5
Mar/14

FRANCOFEST: INTERIOR. LEATHER BAR

5
Mar/14
James Franco

James Franco seeks to re-create the forty missing minutes of CRUISING in collaboration with Travis Mathews

INTERIOR. LEATHER BAR (James Franco & Travis Mathews, 2013)
IFC Center
323 Sixth Ave. at West Third St.
March 5-13
212-924-7771
www.ifccenter.com
www.interiorleatherbar.com

In his 2013 autobiography, The Friedkin Connection, writer-director William Friedkin delves into his controversial 1980 film, Cruising, explaining, “I cut at least half an hour from the club scenes and the murder scenes. I had purposely let these scenes of pornography and violence run long, knowing they’d be cut and I’d be left with the story I wanted to tell. Despite these cuts, the film pushes the boundaries of what is acceptable in an R-rated film, something the critics were quick to point out.” Cruising, which stars Al Pacino as an undercover cop hunting a serial killer in New York City’s underground gay community, was a critical and financial flop; the Variety reviewer wrote, “If this is an R, then the only X left is actual hardcore.”
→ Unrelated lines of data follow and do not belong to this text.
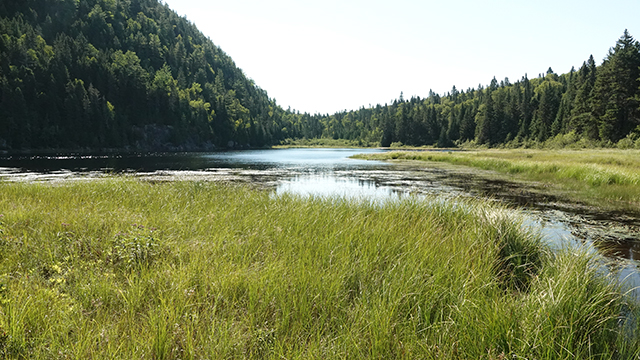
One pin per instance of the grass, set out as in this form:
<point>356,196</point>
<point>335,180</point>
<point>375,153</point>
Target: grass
<point>122,269</point>
<point>325,143</point>
<point>603,177</point>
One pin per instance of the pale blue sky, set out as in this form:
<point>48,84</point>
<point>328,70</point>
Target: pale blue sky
<point>332,55</point>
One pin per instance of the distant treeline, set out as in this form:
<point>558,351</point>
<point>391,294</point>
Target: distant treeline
<point>96,74</point>
<point>597,105</point>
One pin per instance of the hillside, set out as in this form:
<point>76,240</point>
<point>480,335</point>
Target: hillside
<point>106,74</point>
<point>92,74</point>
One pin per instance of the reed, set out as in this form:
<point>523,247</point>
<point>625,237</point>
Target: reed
<point>121,269</point>
<point>603,177</point>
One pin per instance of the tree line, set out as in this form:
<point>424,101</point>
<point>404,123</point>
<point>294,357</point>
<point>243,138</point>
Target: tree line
<point>96,74</point>
<point>596,105</point>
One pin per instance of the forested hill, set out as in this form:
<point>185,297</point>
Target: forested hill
<point>593,106</point>
<point>100,74</point>
<point>95,74</point>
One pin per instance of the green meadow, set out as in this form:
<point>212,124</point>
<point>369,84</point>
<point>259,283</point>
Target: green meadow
<point>607,178</point>
<point>127,269</point>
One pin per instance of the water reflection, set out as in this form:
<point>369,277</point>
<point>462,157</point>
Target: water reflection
<point>330,172</point>
<point>330,185</point>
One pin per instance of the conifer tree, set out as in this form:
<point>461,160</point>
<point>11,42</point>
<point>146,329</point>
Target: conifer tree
<point>615,103</point>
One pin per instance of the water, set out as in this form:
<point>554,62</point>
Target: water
<point>330,172</point>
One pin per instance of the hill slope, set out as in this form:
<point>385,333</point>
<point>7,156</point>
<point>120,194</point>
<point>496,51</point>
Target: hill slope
<point>115,74</point>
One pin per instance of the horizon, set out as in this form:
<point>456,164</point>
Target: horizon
<point>334,56</point>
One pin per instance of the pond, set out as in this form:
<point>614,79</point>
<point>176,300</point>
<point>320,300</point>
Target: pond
<point>330,172</point>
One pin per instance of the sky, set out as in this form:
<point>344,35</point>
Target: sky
<point>333,55</point>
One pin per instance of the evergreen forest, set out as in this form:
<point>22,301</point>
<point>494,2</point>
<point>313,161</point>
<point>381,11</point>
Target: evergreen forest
<point>132,74</point>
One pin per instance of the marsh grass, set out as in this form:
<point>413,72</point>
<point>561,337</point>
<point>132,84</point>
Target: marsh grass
<point>601,177</point>
<point>127,269</point>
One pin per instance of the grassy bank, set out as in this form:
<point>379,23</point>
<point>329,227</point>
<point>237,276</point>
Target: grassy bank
<point>603,177</point>
<point>128,269</point>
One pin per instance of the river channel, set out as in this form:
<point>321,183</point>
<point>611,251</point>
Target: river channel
<point>330,172</point>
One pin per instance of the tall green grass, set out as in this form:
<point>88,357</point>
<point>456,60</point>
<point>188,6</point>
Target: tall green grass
<point>593,176</point>
<point>122,269</point>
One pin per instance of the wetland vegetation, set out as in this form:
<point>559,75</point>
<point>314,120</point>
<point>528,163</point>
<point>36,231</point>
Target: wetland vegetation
<point>607,178</point>
<point>120,268</point>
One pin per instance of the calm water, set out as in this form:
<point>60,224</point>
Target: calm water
<point>330,172</point>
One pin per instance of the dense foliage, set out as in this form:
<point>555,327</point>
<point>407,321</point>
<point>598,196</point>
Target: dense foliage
<point>107,73</point>
<point>594,105</point>
<point>97,74</point>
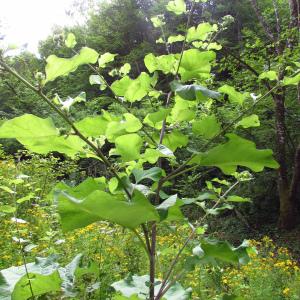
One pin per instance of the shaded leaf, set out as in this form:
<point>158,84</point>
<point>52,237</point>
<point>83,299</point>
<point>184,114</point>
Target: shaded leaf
<point>237,152</point>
INTERIOR. LEATHER BAR runs March 5-13 at the IFC Center as part of FrancoFest

INTERIOR. LEATHER BAR runs March 5-13 at the IFC Center as part of FrancoFest

Cut to Interior. Leather Bar. Last year, James Franco and San Francisco filmmaker Travis Mathews (In Their Room) decided to re-create what the never-screened forty minutes of missing footage might have been like. Franco hired Val Lauren, who played Sal Mineo in Franco’s Sal, to take on the Pacino role, surrounded by a cast of leather-clad actors who were told to pretty much go wild, no holds barred. And they do, as Franco and Mathews show graphic gay sex and S&M. After one particularly intense scene, Lauren expresses his doubts to Franco. “You think that this should be in movies, that people should be able to see this?” he asks. “Sex should be a storytelling tool, but we’re so f$%king scared of it,” Franco answers enthusiastically. “Everybody talks about sex, but then, ‘Don’t dare put it in a movie.’” But Lauren, and Variety, is right; this kind of graphic sex, whether gay or straight, does not belong in an R-rated movie. Most of the sixty minutes of Interior. Leather Bar are spent showing how happy Franco is as he pushes the envelope proudly, pontificating on society’s morals and hang-ups, and how Lauren is questioning his decision to star in the film, talking things over with his wife on his cell phone. What might have been an intriguing concept at the start ends up being Franco’s Brown Bunny (Vincent Gallo’s unwatchable 2003 film highlighted by real oral sex between him and former girlfriend Chloë Sevigny). The ubiquitous Franco can be sly, funny, and clever, especially with his own image — which includes a strong relationship with the gay community — but he’s truly annoying in Interior. Leather Bar, on a misguided, pointless mission that goes nowhere. The film is having its U.S. theatrical release March 5-13, being shown with Franco’s The Feast of Stephen and Mathews’s original I Want Your Love, as part of the IFC Center’s FrancoFest, consisting of features and shorts made by and/or starring Franco, in addition to a DCP projection of Cruising. Franco and Mathews will be on hand to discuss their collaboration following several screenings on March 5, 7, and 8.